I am not too familiar with Lab color and Multichannel modes. What are these, and are they helpful for any reason (printing, resolution, etc)? ~Adam


jnmoore ( ) posted Wed, 15 March 2000 at 11:31 AM

Adam, The short answer is "no". CIE Lab is an international standard. I've seen it on Kodak Photo CD's, but nowhere else. It has one small advantage: There are 3 channels, two are for color only and the third is called the luminance channel. This channel has ALL of the detail information for the picture and is in black & white. If you have an image with which you are having sharpness problems, or contrast problems, you can adjust (or sharpen) the lumanance channel only and your colors will be left unnaffected (pretty much, anyway). You can adjust the color channels, using the curves, but you will be able to make coarse adjustments only (it is almost impossible to make fine adjustments in CIE Lab mode). I'm not familiar with the multi-channel mode, so can't help you out there. -Jim BTW check out my 1st ever textures & morphs in the Poser section.

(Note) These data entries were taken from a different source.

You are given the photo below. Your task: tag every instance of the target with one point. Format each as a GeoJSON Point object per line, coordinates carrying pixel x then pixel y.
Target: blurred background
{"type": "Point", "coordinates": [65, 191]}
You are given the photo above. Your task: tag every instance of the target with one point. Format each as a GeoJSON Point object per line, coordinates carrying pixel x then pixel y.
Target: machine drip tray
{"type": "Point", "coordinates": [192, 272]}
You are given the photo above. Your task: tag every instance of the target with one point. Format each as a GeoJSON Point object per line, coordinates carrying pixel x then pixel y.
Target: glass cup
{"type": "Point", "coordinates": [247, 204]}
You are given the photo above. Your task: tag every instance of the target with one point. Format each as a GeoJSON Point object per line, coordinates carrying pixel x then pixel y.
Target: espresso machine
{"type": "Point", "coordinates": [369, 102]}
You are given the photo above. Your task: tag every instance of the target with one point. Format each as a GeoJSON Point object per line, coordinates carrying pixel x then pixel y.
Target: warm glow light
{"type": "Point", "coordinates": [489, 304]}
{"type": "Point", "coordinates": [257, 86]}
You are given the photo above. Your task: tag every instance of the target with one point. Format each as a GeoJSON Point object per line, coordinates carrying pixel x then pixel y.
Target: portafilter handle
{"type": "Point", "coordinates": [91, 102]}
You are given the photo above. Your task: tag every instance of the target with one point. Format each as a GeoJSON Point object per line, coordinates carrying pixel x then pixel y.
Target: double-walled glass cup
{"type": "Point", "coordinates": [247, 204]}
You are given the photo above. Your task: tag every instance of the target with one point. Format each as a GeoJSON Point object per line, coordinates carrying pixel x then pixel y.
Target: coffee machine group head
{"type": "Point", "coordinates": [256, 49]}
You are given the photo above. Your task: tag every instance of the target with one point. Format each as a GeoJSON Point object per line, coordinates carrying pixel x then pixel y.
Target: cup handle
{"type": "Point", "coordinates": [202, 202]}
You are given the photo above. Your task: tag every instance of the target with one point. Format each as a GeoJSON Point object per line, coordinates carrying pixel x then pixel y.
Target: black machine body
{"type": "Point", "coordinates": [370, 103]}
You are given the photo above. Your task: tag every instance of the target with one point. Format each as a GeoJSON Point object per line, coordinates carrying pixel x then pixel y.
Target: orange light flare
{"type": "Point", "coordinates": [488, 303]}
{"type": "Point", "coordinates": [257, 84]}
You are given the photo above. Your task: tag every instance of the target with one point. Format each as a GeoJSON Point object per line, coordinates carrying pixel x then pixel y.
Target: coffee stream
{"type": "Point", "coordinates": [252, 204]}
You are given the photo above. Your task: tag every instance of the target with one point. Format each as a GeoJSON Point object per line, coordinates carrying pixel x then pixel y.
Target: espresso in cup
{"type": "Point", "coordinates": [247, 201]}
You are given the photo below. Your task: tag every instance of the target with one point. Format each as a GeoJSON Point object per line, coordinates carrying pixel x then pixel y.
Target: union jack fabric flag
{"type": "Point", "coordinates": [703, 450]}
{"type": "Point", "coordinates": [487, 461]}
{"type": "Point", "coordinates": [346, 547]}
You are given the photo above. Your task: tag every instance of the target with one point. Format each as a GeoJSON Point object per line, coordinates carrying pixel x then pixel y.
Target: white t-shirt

It's back away by now, but do a search using jnmoore.


adam ( ) posted Wed, 15 March 2000 at 7:26 PM

thanx Jim! I will check out your morphs and textures soon. ~Adam


Jim Burton ( ) posted Sat, 18 March 2000 at 5:16 PM

Adam- Most useful thing I've seen I've seen to do with Lab color is convert PC images to Mac gamma and visa-versa. Lab is gamma independant, so if you convert a RGB imabe to LAB, they swith your RGB setup to another gamma (the one in Photoshop, not the one in control panels) and then convert it back to RGB you have just converted it for the other gamma. This is now the recommended method of gamma conversion, I think, as it is more exact than using Image, Adjust, Levels.